How Much Do Gold Refiners Pay and What Minimum Weight of Scrap Jewelry Will They Accept

How much money you get paid from your gold refiner and the minimum amount of scrap gold jewelry they accept are two common yet very important questions that come up often.  If you buy scrap gold (or want to), the answer to these two questions should always be front and center in your mind.  In order to be successful (and make a good amount of money), instead of ending up losing it all, most of your buying and selling decisions will be based on these numbers.

Usually I cut right to the chase but in this case I feel it's important that you understand WHY these numbers are important, and then we'll look at answering the gold refiner payout percentage and minimum gold shipment amount questions above.  If you're impatient, feel free to skip ahead but you'll only be cheating yourself.

Buying Scrap Gold Jewelry
The amount of money a refiner will pay you, along with the current price of gold, are two main factors that you must know in order to calculate a fair price that you can offer to those looking to sell scrap gold while ensuring an adequate profit buffer for yourself.

Keep in mind that the current melt value of gold when you're buying scrap is not going to be the same melt value when you've accumulated enough scrap jewelry to cash in with a refiner... the gold price will fluctuate so the longer it takes you to acquire enough scrap jewelry to cash in with a refiner, the more risk you take on (but with potential upside as well).
This is why knowing a gold refiners minimum shipment amount before buying gold jewelry is important.  If you are a long way from buying enough gold to cash in, the gold you buy initially will sit for longer and thus you'll have added risk that the price may go down while you hold on to it.  In this case, you may want to adjust your own payout percentage when buying scrap gold to reflect the added risk.
On the flip side, when you're sitting on enough scrap gold that you're close to the minimum weight to cash in, it's very beneficial to know this as offering a slightly higher percentage to attract more scrap gold deals is often in your own best interest as it means you can cash in and get a big payday yourself!

Selling Scrap Gold Jewelry
When you sell your scrap gold jewelry to a refiner, it is either evaluated and purchased outright by the refiner, or melted down, tested, then purchased based on the amount of pure gold recovered.  In either case, the payout amount is usually a fixed or sliding-scale percentage of current gold prices and may or may not include additional fees (assay, etc).
When a refiner offers a fixed percentage of gold melt value, you can always know roughly how much money you'll receive when cashing in.
When a refiner offers a sliding-scale percentage, this is usually based on the amount of scrap gold you send them, with the payout percentage getting progressively larger for larger amounts of gold.

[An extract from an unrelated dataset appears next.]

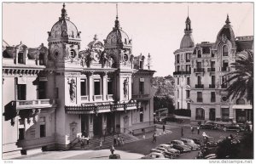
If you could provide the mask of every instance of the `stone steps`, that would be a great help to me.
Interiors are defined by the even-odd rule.
[[[119,133],[119,136],[124,138],[125,144],[139,140],[138,138],[130,135],[130,134],[127,134],[127,133]],[[103,139],[103,138],[102,138],[102,139]],[[110,146],[113,145],[113,136],[106,136],[105,141],[102,142],[102,148],[100,148],[101,138],[90,139],[89,141],[89,144],[87,144],[86,142],[87,141],[85,140],[85,145],[84,146],[84,148],[81,148],[80,142],[74,143],[74,144],[71,147],[70,150],[88,150],[109,149]]]

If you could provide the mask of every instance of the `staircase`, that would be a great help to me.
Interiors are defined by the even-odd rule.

Finally... Payout Amount & Minimum Weights

Refiners pay on average, around 95% of the current gold value and while the percentage may be fairly consistent across the board, not all refiners are equal.  Be especially cautious of extra fees as these can quickly erode the payout percentage, most certainly on smaller shipments.
That being said, the real answer is -- "It depends".  The amount of money you can expect to get back from a refiner in the form of cold hard cash in hand is usually in the 90-97% range with some variance.
Some refiners will pay up to 98% of gold melt value when the shipments are large enough (10+ ounces of mixed karat solid gold).
The other thing to consider in payout percentage is that not all gold is created equal and it is quite legal for jewelry makers to use slightly less gold than the stamped purity.  In the U.S., jewelry can contain up to 1/2 karat LESS gold than the purity marking states and still be OK.  So when a refiner pays based on the gold recovered, the payout amount may seem less for this very reason.

As to minimum weights for accepting scrap gold, most refiners will accept shipments of around 3 troy ounces of mixed karat solid gold.  Any less, and it is severely less economical to refine and recover the gold.
Even so, there are a few smaller refiners that will work with small-time gold buyers and are willing to accept gold shipments of less than 3 ounces, although at a reduced payout percentage.

So now you've got a few more nuggets of knowledge to add to your gold buying tool kit.  Good luck and thanks for reading!